# Windows 7 y empezando con problemas



## dragondgold (Feb 9, 2010)

Bueno muchachos puse el post aquí porque no sabía donde ponerlo. Resulta que ayer por la noche encendí mi PC y Windows 7 quedaba tildado en la pantalla de bienvenida donde pones la contraseña para acceder, es dcir pongo la clave, te dice cargando y se queda ahí por hora cargando. Si inicio en modo a prueba de fallos arranca perfectamente. No se a que puede deberse, todo el hardware funciona bien y no instale ningún programa nuevo. He descartado todo y he llegado a la concusión de que debo reinstalar windows, entonces.... No es tan estable como decian


----------



## MGustavo (Feb 9, 2010)

Mira a mi me sucedio que al encender la PC quedó tildada (Antes de que aparezcan las banderitas), pero al reiniciar la PC, arranca en Modo prueba de fallos (No preste atención), y el problema se soluciona automático, después arranca perfecto.

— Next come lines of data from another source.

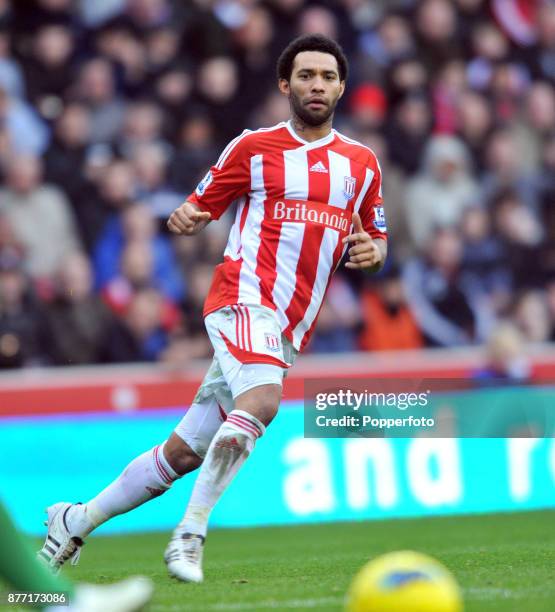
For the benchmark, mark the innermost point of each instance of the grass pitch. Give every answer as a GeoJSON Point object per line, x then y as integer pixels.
{"type": "Point", "coordinates": [504, 562]}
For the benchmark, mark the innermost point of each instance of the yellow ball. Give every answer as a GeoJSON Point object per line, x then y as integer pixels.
{"type": "Point", "coordinates": [404, 581]}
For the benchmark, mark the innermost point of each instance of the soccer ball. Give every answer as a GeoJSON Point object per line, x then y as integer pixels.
{"type": "Point", "coordinates": [404, 581]}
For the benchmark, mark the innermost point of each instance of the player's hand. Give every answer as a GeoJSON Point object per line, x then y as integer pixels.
{"type": "Point", "coordinates": [187, 220]}
{"type": "Point", "coordinates": [365, 252]}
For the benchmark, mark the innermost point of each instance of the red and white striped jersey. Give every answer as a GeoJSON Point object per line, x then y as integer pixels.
{"type": "Point", "coordinates": [295, 202]}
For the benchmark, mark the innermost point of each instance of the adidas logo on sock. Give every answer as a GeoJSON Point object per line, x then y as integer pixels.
{"type": "Point", "coordinates": [319, 167]}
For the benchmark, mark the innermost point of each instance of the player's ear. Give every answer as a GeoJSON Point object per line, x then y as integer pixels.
{"type": "Point", "coordinates": [284, 87]}
{"type": "Point", "coordinates": [341, 89]}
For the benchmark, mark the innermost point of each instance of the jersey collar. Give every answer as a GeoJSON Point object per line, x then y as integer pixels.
{"type": "Point", "coordinates": [315, 143]}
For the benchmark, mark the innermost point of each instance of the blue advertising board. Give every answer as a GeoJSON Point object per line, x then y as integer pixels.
{"type": "Point", "coordinates": [289, 478]}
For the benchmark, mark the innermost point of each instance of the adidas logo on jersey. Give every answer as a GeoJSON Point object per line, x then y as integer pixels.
{"type": "Point", "coordinates": [319, 167]}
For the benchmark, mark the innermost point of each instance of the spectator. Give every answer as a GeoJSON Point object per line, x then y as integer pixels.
{"type": "Point", "coordinates": [408, 132]}
{"type": "Point", "coordinates": [150, 164]}
{"type": "Point", "coordinates": [49, 69]}
{"type": "Point", "coordinates": [11, 75]}
{"type": "Point", "coordinates": [40, 215]}
{"type": "Point", "coordinates": [535, 126]}
{"type": "Point", "coordinates": [506, 358]}
{"type": "Point", "coordinates": [142, 125]}
{"type": "Point", "coordinates": [138, 226]}
{"type": "Point", "coordinates": [521, 234]}
{"type": "Point", "coordinates": [139, 335]}
{"type": "Point", "coordinates": [485, 265]}
{"type": "Point", "coordinates": [474, 125]}
{"type": "Point", "coordinates": [96, 88]}
{"type": "Point", "coordinates": [100, 208]}
{"type": "Point", "coordinates": [195, 153]}
{"type": "Point", "coordinates": [504, 171]}
{"type": "Point", "coordinates": [446, 310]}
{"type": "Point", "coordinates": [531, 314]}
{"type": "Point", "coordinates": [368, 108]}
{"type": "Point", "coordinates": [217, 91]}
{"type": "Point", "coordinates": [142, 95]}
{"type": "Point", "coordinates": [65, 158]}
{"type": "Point", "coordinates": [388, 323]}
{"type": "Point", "coordinates": [436, 27]}
{"type": "Point", "coordinates": [78, 321]}
{"type": "Point", "coordinates": [338, 320]}
{"type": "Point", "coordinates": [27, 134]}
{"type": "Point", "coordinates": [23, 336]}
{"type": "Point", "coordinates": [438, 195]}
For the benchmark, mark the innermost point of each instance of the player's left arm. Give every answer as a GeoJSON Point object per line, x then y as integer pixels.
{"type": "Point", "coordinates": [368, 240]}
{"type": "Point", "coordinates": [367, 253]}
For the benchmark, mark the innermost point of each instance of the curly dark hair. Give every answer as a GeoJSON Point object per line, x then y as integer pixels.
{"type": "Point", "coordinates": [311, 42]}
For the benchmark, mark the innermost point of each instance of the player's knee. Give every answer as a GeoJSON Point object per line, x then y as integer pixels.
{"type": "Point", "coordinates": [180, 456]}
{"type": "Point", "coordinates": [262, 402]}
{"type": "Point", "coordinates": [234, 442]}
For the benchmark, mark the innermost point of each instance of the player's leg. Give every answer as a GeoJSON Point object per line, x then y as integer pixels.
{"type": "Point", "coordinates": [148, 476]}
{"type": "Point", "coordinates": [256, 389]}
{"type": "Point", "coordinates": [19, 566]}
{"type": "Point", "coordinates": [20, 569]}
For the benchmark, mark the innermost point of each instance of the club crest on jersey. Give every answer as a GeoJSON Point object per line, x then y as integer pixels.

Y esto sucede muy de ves en cuando...

Tengo el sistema actualizado, no se si será por eso.

Y el sistema si es muy estable, mucho mejor rendimiento que XP (Obviamente corriendolo con una maquina de HOY)..


Tu problema habría que ver, es original el windows? o algun modificado?
Problemas de temperatura del micro? (Ventilador Suelto). Si arranca en modo prueba de fallo no..

Saludos!


----------



## dragondgold (Feb 9, 2010)

Problema de temperatura no es, esta muy bien ventilado el micro, la placa de video, las Ram, descarto todo problema de hardaware, peor lo más raro es que en modo a prueba de falos si arranca, será algun archivo en especial que no logra abrir??


----------



## ibdali (Feb 9, 2010)

recomendaria volver a instalar el windows, seguramente será algun error en la instalacion(falta de algun archivo)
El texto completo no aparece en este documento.